Terhubung Kembali
Terhubung Kembali Dengan Teman Lama
Kota Baru, 14 November 2022 (Pk 17.39).
Banyak hal yang sudah terjadi dan aku belum sempat mencatatnya. Mulai dari ketemu Budenk di Semarang, nginap dua malam di rumah Tri di Salatiga, bertemu Nuni dan suaminya di Solo, dan mengunjungi Ci Soen, kakak sepupu suamiku, di Sragen.
Di Semarang, ketemu Budenk dan diajak makan sea food. Dia menawari aku untuk mencoba mangut dan udang goreng kremes. Awalnya, aku kikuk. Ragu-ragu. Tapi dia terus menawarkan sambil menunjukkan menu favorit yang ada di situ.
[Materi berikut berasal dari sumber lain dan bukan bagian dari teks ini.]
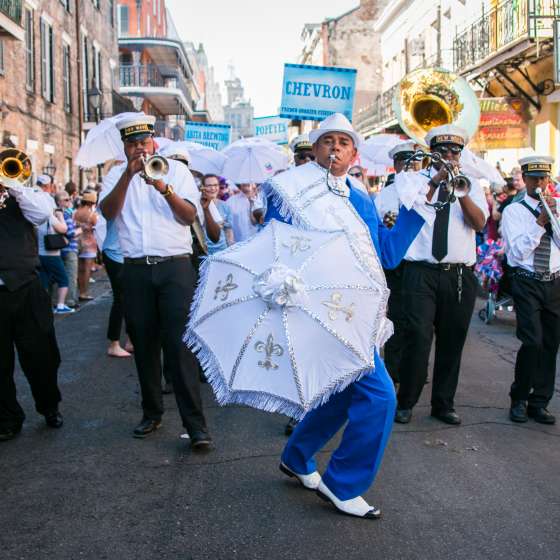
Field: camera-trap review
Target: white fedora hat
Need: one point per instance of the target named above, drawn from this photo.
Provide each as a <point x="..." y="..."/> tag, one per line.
<point x="336" y="122"/>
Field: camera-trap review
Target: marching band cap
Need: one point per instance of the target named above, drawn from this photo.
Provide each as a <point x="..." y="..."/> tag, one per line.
<point x="137" y="127"/>
<point x="336" y="122"/>
<point x="404" y="150"/>
<point x="536" y="166"/>
<point x="447" y="134"/>
<point x="300" y="142"/>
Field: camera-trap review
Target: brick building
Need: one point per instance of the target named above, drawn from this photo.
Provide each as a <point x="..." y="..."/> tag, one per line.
<point x="59" y="61"/>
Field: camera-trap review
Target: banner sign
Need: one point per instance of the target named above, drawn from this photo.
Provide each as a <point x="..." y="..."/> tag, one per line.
<point x="504" y="123"/>
<point x="274" y="128"/>
<point x="315" y="92"/>
<point x="213" y="135"/>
Juga, mana jenis sambal yang super pedas dan sedang-sedang saja.
Ternyata dia baik, ramah, dan tutur katanya halus. Bisa ngobrol enak. Nggak jaiman. Sama sekali tidak ada kesan seram seperti yang kubayangkan selama ini.
Entah mengapa, dulu, perawakannya yang tinggi gede itu, membuat aku merasa takut. Aku membayangkan dia seperti Giant, teman sekolah Nobita, dalam serial kartun Doraemon. Bahkan aku menjulukinya Budi Hercules. Maafkan persepsiku yang salah itu ya Bud...
Selama di Salatiga, aku diajak Tri berkeliling . Malamnya kami saling berbagi cerita, diselingi tawa dan tangis. Begitulah, pertemuan dua orang sahabat lama. Selalu ada keharuan.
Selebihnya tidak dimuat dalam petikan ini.